Implementing Python Worker Tasks

Python worker tasks encapsulate Python processing libraries.

By default, the Platform generates:

  • workers/python-engine-worker, a preconfigured Python worker project that encapsulates the python-engine module.

  • processing/python-engine, a Python module library with a run() function that takes a path to a collector archive and uses the dbgene-data library to read it. It also contains a pytest test that illustrates how to run unit tests against your code.

    The dbgene-data Python library, available in our Nexus PYPI repository, contains utilities for reading, writing and checking a collector archive. You can find help with:

    • help(dbgene.data.utils)

    • help(dbgene.data.DataFrameDict)

    • help(dbgene.data.DataChecker)

    • help(dbgene.data.constants)

    In addition, the Optimization Server Python Bridge library helps you communicate with the worker-shell within your Python task. For more details, please refer to the Optimization Server documentation, Chapter Workers .

Python processing libraries rely on Dataframes data structure to handle their input and output.

Python Processing

Each scenario table is represented as a dataframe. Each record is uniquely identified by a unique ID db_gene_internal_id. Foreign key columns use the pointed record unique ID for reference.
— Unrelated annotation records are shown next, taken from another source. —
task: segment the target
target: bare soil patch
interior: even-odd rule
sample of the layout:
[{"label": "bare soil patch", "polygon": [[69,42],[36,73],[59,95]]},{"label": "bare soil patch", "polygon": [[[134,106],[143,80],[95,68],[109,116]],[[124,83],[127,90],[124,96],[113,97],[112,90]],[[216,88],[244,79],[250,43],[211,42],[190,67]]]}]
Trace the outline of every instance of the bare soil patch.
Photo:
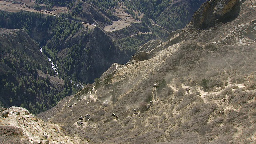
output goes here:
[{"label": "bare soil patch", "polygon": [[[138,12],[135,12],[138,13]],[[121,18],[121,20],[114,21],[113,24],[108,26],[104,28],[104,30],[106,32],[112,32],[115,30],[120,30],[126,26],[130,26],[132,23],[140,23],[141,22],[138,21],[133,18],[132,16],[126,13],[123,9],[122,8],[117,8],[116,9],[116,12],[114,13],[116,16]],[[135,12],[135,14],[136,14]],[[143,16],[141,15],[140,17]]]}]

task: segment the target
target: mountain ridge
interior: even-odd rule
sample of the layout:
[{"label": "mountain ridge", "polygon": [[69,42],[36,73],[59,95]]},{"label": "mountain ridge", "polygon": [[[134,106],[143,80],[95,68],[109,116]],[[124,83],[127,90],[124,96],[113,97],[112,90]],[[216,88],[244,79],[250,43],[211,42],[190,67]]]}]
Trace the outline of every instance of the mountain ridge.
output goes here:
[{"label": "mountain ridge", "polygon": [[237,2],[235,18],[206,29],[192,21],[156,48],[142,49],[150,58],[114,64],[38,116],[63,124],[82,116],[74,132],[96,143],[255,142],[255,6]]}]

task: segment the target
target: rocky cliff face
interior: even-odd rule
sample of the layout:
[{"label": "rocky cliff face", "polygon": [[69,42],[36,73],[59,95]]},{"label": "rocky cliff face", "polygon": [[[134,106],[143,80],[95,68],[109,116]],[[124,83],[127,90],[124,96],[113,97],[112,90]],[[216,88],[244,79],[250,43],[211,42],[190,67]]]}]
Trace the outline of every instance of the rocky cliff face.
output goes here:
[{"label": "rocky cliff face", "polygon": [[1,108],[0,139],[3,144],[88,143],[76,135],[64,132],[63,128],[38,119],[23,108]]},{"label": "rocky cliff face", "polygon": [[[201,8],[215,14],[196,13],[168,41],[141,48],[139,61],[115,64],[38,116],[82,122],[74,133],[93,143],[255,143],[254,2],[207,2]],[[225,17],[233,11],[238,14]]]},{"label": "rocky cliff face", "polygon": [[207,1],[193,16],[195,27],[206,29],[220,22],[232,20],[238,16],[240,4],[239,0]]}]

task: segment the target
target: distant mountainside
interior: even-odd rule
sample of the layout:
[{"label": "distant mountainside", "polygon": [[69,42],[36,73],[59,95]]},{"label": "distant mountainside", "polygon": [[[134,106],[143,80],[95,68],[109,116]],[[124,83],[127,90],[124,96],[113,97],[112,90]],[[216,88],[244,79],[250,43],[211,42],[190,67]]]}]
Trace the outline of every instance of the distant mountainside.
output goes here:
[{"label": "distant mountainside", "polygon": [[21,106],[36,114],[72,93],[70,81],[54,76],[47,58],[25,30],[0,28],[0,33],[2,106]]},{"label": "distant mountainside", "polygon": [[[80,84],[94,82],[113,63],[126,64],[140,46],[149,40],[166,40],[169,32],[162,27],[165,26],[154,22],[155,15],[152,17],[144,11],[145,8],[154,8],[158,14],[167,11],[167,6],[174,9],[170,13],[181,10],[190,13],[188,10],[197,9],[203,2],[194,2],[190,8],[187,6],[191,2],[184,1],[131,2],[1,1],[1,31],[3,36],[15,42],[11,45],[8,38],[0,40],[1,48],[5,52],[1,58],[1,105],[21,106],[34,114],[52,107],[61,98],[79,90]],[[184,14],[181,12],[179,16]],[[189,15],[184,15],[186,20],[175,18],[184,26],[190,18]],[[168,16],[164,17],[165,21]],[[174,28],[183,26],[177,26]],[[110,27],[106,28],[107,26]],[[26,50],[30,45],[32,50],[19,48]],[[40,53],[39,47],[46,56]],[[30,57],[33,58],[28,58]],[[58,66],[55,72],[58,74],[51,69],[46,57]]]},{"label": "distant mountainside", "polygon": [[38,116],[93,143],[255,143],[254,2],[206,2]]}]

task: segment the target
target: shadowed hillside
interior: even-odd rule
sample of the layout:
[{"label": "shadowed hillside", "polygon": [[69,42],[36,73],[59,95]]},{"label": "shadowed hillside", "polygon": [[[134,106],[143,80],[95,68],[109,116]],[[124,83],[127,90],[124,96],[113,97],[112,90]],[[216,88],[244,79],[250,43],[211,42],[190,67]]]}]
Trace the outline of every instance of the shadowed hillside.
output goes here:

In the example below, two records are presented which have a reference to a plant_id. java db_gene_internal_id,plant_id,name,id,duration_in_hours 01ead727-c2be-1b7c-8cd8-90a2d2c6143c,01ead727-c2cf-1b7c-8cd8-90a2d2c6143c,Prepare,PRE,4 01ead727-c2bf-1b7c-8cd8-90a2d2c6143c,01ead727-c2d0-1b7c-8cd8-90a2d2c6143c,Unscrew,UNS,2

The handling of those Dataframes can be performed using Platform and Optimization Server libraries.
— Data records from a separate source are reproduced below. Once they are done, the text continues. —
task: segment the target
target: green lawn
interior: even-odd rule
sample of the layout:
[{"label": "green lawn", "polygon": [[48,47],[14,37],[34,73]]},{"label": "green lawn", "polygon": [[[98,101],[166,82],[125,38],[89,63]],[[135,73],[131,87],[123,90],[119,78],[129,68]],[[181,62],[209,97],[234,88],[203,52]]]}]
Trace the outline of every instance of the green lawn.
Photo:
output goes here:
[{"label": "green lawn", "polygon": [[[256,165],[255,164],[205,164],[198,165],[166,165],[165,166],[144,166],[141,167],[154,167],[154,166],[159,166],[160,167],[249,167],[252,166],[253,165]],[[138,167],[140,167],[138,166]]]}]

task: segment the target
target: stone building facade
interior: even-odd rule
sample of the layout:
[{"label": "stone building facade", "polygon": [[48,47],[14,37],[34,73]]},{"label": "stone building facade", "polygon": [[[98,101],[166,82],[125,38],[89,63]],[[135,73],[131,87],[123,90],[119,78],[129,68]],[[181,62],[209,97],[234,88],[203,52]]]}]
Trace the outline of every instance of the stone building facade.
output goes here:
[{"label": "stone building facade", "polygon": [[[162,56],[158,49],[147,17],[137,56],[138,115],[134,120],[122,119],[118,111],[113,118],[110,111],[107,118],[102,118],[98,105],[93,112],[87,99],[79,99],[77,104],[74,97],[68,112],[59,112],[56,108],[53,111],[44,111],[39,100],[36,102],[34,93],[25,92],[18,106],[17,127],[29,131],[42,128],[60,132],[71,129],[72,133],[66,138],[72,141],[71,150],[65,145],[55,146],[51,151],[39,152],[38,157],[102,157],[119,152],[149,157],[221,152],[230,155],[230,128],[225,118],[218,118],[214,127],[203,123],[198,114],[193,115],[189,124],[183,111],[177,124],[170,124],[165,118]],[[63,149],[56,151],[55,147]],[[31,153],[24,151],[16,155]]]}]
A processing library code typically relies on the following structure:

# input data is received in the form of an archive_path 
def run(archive_path: str) -> DataFrameDict:
    # data is extracted as a dictionary of Dataframes
    input_data_frame_dict: DataFrame = DataFrameDict()
    input_data_frame_dict.load_collector_archive(CsvCollectorArchive(archive_path))

    # run the engine
    engine_result_dict= run_engine(input_data_frame_dict)
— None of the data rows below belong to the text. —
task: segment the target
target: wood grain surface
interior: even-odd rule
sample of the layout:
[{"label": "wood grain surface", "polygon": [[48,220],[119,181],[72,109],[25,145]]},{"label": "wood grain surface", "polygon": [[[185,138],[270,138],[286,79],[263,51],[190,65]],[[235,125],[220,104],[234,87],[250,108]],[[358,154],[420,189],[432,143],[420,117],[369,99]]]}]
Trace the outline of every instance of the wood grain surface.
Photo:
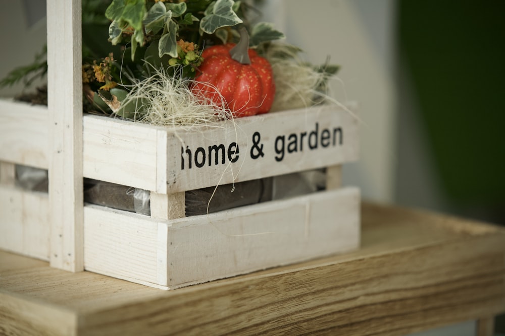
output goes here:
[{"label": "wood grain surface", "polygon": [[505,233],[365,205],[362,248],[163,291],[0,253],[0,333],[403,335],[505,311]]}]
    # finalize data output preparation
    data_frame_dict= prepare_output(engine_result_dict)

    # optional data output validation
    validate_output(data_frame_dict)

    return data_frame_dict

# this function relies on DataChecker validation rules to ensure
# the output dictionary is consistent
def validate_output( data_frame_dict : DataFrameDict ) :
    print("Checking output...")
    checker = DataChecker()
    checker.internal_id(SCHEDULE)
    checker.uniqueness(SCHEDULE, INTERNAL_ID_FIELD)
    errors = checker.check_everything(data_frame_dict)
    if len(errors) > 0:
        print("There is(are) validation error(s):")
        for error in errors:
            print(" - " + error.get_message())
        sys.exit(1)
    return None

Concerning the generated microservice, each Python worker contains a run-python-engine.py file which is where the actual processing code is called in the worker context. The pattern is to call the processing library code with a dataframe dictionary as argument and retrieve the modified dataframe dictionary as a return value of the execution.

The extract below shows how this is happening:

# Init the worker bridge (ExecutionContext)
execution_context = ExecutionContext()
execution_context.start()

print("Reading input...")
input_collector_path = execution_context.get_input_path("inputCollector")

print("Processing...")
# If you need to emit metrics, you have to pass the execution_context to your engine.
data_frame_dict = engine.run(input_collector_path)

print("Writing output...")
output_path = execution_context.get_output_path("outputCollector")
output_archive = CsvCollectorArchive(output_path, "w")
data_frame_dict.store_collector_archive(output_archive)

# Stop the ExecutionContext properly
execution_context.stop()

The Platform allows using IntelliJ to debug Python workers. For more details, please refer to Section Using an Integrated Development Environment.